Tant de précautions ne suffisent point encore à sa tendresse, ou, si l’on veut, à sa défiance[NdÉ 2] ; elle a continuellement l’œil au guet sur ce qui se passe au dehors : voit-elle approcher une corneille, elle vole aussitôt à sa rencontre, la harcèle et la poursuit sans relâche, et avec de grands cris, jusqu’à ce qu’elle soit venue à bout de l’écarter[16]. Si c’est un ennemi plus respectable, un faucon, un aigle, la crainte ne la retient point, et elle ose encore l’attaquer avec une témérité qui n’est pas toujours heureuse ; cependant il faut avouer que sa conduite est quelquefois plus réfléchie, s’il est vrai ce qu’on dit, que lorsqu’elle a vu un homme observer trop curieusement son nid, elle transporte ses œufs ailleurs, soit entre ses doigts, soit d’une autre manière encore plus incroyable[17]. Ce que les chasseurs racontent à ce sujet de ses connaissances arithmétiques n’est guère moins étrange, quoique ces prétendues connaissances ne s’étendent pas au delà du nombre de cinq[18].

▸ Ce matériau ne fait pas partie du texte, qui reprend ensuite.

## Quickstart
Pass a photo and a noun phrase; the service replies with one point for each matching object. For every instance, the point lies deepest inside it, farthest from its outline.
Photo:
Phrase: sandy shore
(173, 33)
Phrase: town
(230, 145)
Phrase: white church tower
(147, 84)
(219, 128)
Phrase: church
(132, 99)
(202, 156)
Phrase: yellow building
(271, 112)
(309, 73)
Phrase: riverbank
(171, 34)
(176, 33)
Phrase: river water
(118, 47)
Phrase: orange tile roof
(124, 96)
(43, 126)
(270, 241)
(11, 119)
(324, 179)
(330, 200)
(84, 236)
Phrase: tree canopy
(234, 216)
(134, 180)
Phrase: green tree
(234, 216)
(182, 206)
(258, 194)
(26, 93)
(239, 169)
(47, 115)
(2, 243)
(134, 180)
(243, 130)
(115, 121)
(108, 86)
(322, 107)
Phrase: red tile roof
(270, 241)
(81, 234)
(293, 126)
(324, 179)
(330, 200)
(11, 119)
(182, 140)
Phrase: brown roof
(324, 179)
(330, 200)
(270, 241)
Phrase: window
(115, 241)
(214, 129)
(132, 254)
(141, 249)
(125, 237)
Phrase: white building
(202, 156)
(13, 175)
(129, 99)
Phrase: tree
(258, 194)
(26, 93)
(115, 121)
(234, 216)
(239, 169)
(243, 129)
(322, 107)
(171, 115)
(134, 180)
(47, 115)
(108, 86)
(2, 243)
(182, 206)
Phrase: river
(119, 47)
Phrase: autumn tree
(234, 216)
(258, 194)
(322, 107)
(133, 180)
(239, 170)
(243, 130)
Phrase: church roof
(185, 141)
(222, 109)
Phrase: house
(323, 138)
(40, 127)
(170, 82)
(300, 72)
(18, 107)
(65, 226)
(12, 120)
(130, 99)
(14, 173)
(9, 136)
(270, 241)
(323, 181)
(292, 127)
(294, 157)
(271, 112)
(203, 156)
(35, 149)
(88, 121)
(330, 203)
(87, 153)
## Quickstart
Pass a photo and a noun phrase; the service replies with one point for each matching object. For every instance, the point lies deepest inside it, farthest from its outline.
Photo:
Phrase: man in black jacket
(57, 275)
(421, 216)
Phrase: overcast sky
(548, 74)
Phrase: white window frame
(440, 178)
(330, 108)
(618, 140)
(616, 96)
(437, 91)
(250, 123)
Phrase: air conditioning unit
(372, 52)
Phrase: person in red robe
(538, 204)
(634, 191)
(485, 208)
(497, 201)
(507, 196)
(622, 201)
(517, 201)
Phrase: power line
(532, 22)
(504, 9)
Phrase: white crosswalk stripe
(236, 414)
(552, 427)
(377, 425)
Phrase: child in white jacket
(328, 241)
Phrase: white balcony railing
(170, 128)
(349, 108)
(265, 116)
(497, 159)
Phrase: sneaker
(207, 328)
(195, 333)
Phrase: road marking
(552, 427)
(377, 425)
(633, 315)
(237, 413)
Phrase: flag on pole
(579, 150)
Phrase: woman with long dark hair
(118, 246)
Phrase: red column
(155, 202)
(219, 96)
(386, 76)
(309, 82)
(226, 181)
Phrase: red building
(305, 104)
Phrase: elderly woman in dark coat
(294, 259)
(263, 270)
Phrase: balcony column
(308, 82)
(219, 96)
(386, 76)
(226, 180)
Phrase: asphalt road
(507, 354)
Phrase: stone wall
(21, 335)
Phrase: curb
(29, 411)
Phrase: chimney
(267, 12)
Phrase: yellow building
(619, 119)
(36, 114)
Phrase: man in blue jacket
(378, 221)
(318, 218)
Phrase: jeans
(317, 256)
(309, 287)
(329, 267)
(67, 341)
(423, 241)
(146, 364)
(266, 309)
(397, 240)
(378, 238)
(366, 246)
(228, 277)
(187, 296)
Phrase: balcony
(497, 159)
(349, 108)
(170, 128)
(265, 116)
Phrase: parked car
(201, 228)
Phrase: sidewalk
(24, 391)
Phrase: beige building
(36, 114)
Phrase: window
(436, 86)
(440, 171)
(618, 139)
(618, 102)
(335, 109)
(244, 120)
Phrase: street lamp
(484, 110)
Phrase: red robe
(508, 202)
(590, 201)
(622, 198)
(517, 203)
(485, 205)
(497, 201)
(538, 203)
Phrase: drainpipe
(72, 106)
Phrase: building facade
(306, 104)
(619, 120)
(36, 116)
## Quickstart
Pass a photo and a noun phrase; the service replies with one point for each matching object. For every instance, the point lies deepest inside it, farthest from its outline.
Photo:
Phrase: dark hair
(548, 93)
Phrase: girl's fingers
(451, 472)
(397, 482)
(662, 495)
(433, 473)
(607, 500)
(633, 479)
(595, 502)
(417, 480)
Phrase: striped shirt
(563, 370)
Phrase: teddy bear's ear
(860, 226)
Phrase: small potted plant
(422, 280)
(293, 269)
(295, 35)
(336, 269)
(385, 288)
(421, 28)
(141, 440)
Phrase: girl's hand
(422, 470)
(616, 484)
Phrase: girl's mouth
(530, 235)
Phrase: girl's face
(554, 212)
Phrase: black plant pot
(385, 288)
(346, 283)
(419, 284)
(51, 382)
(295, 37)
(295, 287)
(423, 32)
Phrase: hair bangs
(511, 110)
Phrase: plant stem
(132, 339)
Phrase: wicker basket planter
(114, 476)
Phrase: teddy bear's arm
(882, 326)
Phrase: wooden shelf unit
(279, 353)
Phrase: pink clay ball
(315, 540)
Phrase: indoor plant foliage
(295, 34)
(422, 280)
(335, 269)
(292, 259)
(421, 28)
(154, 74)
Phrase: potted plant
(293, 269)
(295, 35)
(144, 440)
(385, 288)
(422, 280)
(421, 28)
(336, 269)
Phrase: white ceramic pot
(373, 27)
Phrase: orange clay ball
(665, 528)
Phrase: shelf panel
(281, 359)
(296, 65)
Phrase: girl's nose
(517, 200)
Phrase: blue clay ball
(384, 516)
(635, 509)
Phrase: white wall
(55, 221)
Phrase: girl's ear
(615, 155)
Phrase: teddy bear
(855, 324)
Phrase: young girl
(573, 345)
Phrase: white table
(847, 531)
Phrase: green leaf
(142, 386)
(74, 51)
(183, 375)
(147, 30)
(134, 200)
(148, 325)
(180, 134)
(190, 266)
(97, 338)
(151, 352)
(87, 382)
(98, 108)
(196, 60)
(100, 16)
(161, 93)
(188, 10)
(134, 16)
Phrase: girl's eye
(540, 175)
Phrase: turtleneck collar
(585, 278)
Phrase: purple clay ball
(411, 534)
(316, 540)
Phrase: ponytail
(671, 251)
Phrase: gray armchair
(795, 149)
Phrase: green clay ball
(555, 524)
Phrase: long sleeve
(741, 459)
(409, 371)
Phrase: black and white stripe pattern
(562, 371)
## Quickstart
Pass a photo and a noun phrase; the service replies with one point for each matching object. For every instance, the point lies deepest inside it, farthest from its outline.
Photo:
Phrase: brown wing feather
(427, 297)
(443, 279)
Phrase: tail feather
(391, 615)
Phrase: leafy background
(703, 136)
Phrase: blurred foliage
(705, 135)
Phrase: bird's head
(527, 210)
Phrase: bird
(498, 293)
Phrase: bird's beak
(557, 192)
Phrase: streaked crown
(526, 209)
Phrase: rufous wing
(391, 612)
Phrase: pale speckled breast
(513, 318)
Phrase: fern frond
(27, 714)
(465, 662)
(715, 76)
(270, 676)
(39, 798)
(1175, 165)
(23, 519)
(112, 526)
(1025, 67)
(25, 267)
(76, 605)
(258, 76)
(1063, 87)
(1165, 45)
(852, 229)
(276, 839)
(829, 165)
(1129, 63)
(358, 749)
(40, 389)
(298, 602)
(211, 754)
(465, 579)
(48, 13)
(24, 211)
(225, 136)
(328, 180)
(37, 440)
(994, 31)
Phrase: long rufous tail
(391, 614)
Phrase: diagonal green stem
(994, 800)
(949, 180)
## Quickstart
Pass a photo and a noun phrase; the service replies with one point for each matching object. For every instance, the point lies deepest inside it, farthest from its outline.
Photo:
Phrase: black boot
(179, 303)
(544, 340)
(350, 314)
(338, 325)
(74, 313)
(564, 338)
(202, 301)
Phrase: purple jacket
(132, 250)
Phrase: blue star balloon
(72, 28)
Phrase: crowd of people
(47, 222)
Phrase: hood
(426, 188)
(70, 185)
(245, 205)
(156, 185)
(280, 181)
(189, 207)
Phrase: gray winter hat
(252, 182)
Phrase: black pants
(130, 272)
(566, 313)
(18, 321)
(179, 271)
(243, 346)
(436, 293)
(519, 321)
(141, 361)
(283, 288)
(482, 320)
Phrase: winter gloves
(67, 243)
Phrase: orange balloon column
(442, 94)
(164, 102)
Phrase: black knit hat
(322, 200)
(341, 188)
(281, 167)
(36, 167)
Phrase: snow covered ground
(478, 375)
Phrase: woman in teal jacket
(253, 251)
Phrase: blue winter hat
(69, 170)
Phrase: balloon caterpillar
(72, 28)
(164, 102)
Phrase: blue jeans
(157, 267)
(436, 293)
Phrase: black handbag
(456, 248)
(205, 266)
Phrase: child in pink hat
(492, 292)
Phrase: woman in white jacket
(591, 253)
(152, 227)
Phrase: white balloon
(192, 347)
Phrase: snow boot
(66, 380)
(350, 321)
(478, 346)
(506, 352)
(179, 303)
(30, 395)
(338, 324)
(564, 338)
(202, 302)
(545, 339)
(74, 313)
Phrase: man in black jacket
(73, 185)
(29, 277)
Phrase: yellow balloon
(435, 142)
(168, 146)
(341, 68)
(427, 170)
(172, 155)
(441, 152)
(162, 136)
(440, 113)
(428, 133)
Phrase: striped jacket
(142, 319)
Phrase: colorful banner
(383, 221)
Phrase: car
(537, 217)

Elle pond sept ou huit œufs à chaque couvée, et ne fait qu’une seule couvée par an, à moins qu’on ne détruise ou qu’on ne dérange son nid, auquel cas elle en entreprend tout de suite un autre, et le couple y travaille avec tant d’ardeur, qu’il est achevé en moins d’un jour ; après quoi elle fait une seconde ponte de quatre ou cinq œufs ; et si elle est encore troublée, elle fera un troisième nid semblable aux deux premiers, et une troisième ponte, mais toujours moins abondante[19] ; ses œufs sont plus petits et d’une couleur moins foncée que ceux du corbeau : ce sont des taches brunes semées sur un fond vert bleu, et plus fréquentes vers le gros bout. Jean Liébault, cité par M. Salerne[20], est le seul qui dise que le mâle et la femelle couvent alternativement.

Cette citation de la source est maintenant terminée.